One might suspect the author had Fr. Reese in mind, except that Fr. Reese, to be fair, does not reduce everything to a matter of economic theory. Nor was he writing much in 1954 when Russell Kirk wrote the passage above in his book, A Program for Conservatives. Sure, Kirk was a certain type of conservative, often called "paleo-conservative," but he is also widely recognized as being a seminal (even the seminal) thinker in the appearance of modern American conservativism, a movement heavily indebted to his book, The Conservative Mind, published in 1953. That book, by the way, says almost nothing about economics, hence the anecdote above.
The natural objection is, "Well, we're not living in the 1950s, in but in 2009." True enough, but this only opens the door to this fact: conservatism today is a widely disparate, argumentative, and conflicting mess of competing groups, movements, principles, perspectives, and beliefs.

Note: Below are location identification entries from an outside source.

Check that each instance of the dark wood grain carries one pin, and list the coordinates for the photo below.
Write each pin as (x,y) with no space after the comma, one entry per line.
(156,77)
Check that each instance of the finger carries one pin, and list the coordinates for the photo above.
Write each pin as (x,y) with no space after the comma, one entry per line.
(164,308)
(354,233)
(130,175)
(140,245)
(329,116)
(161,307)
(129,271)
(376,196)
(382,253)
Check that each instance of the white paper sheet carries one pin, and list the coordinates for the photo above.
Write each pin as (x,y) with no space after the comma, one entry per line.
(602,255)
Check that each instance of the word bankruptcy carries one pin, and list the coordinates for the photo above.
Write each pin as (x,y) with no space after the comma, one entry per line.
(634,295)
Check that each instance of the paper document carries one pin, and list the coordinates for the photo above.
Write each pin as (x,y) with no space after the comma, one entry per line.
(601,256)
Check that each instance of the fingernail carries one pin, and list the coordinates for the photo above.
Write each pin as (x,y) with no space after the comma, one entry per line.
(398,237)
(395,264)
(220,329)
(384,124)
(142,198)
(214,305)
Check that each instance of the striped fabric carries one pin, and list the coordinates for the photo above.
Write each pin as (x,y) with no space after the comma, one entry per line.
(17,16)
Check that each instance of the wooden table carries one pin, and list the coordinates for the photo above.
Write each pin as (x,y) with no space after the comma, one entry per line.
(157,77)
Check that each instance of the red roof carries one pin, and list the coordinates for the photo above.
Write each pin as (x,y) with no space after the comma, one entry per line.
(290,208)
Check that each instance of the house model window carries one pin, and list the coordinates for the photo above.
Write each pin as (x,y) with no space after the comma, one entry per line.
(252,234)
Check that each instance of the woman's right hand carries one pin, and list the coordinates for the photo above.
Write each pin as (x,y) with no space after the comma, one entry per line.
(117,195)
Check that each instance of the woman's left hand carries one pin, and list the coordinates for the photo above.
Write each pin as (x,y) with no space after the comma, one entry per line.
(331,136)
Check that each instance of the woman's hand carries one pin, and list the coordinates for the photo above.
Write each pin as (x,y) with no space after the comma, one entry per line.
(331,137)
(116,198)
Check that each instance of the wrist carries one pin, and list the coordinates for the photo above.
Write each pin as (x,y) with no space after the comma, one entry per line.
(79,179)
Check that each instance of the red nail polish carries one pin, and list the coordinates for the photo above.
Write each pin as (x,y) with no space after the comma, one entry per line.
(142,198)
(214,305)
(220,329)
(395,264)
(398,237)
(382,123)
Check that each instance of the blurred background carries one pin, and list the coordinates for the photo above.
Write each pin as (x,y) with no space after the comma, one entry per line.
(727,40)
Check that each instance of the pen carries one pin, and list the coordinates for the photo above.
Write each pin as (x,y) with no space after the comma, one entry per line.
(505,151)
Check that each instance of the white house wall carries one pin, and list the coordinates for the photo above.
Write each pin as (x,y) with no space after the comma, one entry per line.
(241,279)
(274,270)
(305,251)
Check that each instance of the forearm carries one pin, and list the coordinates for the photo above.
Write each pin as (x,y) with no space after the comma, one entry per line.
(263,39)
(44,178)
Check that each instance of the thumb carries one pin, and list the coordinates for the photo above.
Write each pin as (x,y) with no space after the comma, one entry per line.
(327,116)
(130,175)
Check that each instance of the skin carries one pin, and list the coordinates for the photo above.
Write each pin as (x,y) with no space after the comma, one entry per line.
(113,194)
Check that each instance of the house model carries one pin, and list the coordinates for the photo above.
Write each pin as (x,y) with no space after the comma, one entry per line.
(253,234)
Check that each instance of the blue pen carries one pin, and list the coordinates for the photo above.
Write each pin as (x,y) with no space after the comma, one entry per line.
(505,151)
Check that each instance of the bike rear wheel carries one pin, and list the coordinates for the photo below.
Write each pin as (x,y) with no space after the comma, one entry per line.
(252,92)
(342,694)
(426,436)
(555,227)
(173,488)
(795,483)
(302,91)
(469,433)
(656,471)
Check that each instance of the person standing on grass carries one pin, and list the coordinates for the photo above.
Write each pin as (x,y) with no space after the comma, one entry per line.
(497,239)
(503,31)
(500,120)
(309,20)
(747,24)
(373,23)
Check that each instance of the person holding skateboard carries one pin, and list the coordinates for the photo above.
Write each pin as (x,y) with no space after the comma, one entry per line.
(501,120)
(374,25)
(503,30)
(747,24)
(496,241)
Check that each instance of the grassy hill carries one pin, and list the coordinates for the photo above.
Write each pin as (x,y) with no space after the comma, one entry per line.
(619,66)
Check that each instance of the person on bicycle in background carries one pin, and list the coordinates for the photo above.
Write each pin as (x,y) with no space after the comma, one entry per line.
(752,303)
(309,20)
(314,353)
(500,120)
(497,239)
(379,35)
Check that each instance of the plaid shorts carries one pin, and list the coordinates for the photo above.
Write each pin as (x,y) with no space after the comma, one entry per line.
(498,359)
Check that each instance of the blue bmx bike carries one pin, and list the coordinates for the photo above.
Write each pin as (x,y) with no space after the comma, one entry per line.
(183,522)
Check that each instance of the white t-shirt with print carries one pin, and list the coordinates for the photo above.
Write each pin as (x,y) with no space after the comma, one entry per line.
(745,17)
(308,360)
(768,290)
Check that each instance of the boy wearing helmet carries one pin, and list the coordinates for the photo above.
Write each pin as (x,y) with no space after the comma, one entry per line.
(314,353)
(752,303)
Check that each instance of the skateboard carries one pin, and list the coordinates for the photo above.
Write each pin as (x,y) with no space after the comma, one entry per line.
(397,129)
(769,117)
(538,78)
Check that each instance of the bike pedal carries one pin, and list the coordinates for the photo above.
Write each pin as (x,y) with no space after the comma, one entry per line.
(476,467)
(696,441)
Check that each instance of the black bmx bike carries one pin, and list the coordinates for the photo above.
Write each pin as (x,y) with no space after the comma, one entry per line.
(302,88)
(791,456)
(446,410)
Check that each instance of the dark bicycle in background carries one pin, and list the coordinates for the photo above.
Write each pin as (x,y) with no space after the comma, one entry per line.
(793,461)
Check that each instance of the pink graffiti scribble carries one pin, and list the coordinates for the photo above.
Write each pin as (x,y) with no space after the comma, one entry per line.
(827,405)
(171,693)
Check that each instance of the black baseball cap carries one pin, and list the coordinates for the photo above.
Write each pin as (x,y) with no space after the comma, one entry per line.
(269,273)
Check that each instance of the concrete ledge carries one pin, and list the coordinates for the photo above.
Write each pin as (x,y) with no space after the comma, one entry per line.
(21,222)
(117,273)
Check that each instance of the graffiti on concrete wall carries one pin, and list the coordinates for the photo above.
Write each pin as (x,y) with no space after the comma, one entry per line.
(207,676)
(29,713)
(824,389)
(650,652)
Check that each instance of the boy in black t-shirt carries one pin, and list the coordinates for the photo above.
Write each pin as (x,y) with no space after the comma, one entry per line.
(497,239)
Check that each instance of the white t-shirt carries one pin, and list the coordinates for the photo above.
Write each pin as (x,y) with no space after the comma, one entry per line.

The following folks are considered conservative, but are, I think it is obvious, widely divergent in many ways: George W. Bush, Michael Medved, Michael Savage, Rush Limbaugh, John McCain, Sean Hannity, Jonah Goldberg, Bill O'Reilly, and Mark Steyn. And none of these, in my reading, are staunchly committed to Catholic social doctrine, even if some of them are certainly advocates of a nearly unbridled capitalist system of economics. But what, then, of Pat Buchanan, Fr. James V. Schall, Dr. David Schindler, Wendell Berry, or James Kalb?
But Fr. Reese wishes to push buttons, and facts often get in between a person and the button. Are we really to believe that liberals are not into capitalism and "greed"? What of Ted Turner, George Soros, Herb Kohl, Bill Gates, John Kerry, Warren Buffett, Michael Bloomberg, Oprah Winfrey, John "Jay" Rockefeller, and David Rockefeller Jr., just to name a few? Why is it that Big Money and Democrats stroll hand-in-hand, and why do Democrats tend to respresent the wealthier congressional jurisdictions? And why do Republicans/conservatives give more to charity than do Democrats/liberals? And so forth and so on.
Having said all that, what planet is America living on?
• UPDATE (June 27, 2009): Michael Sean Winters continues to not get it, writing (on the NCReporter site), "Admit it conservatives: You wish the pope had said, 'No!' You wish he had refused to meet with Obama." Uh, no. When a person has to base their argument on what they think their opponent wishes, well, they don't have an argument. Christopher Blosser responds.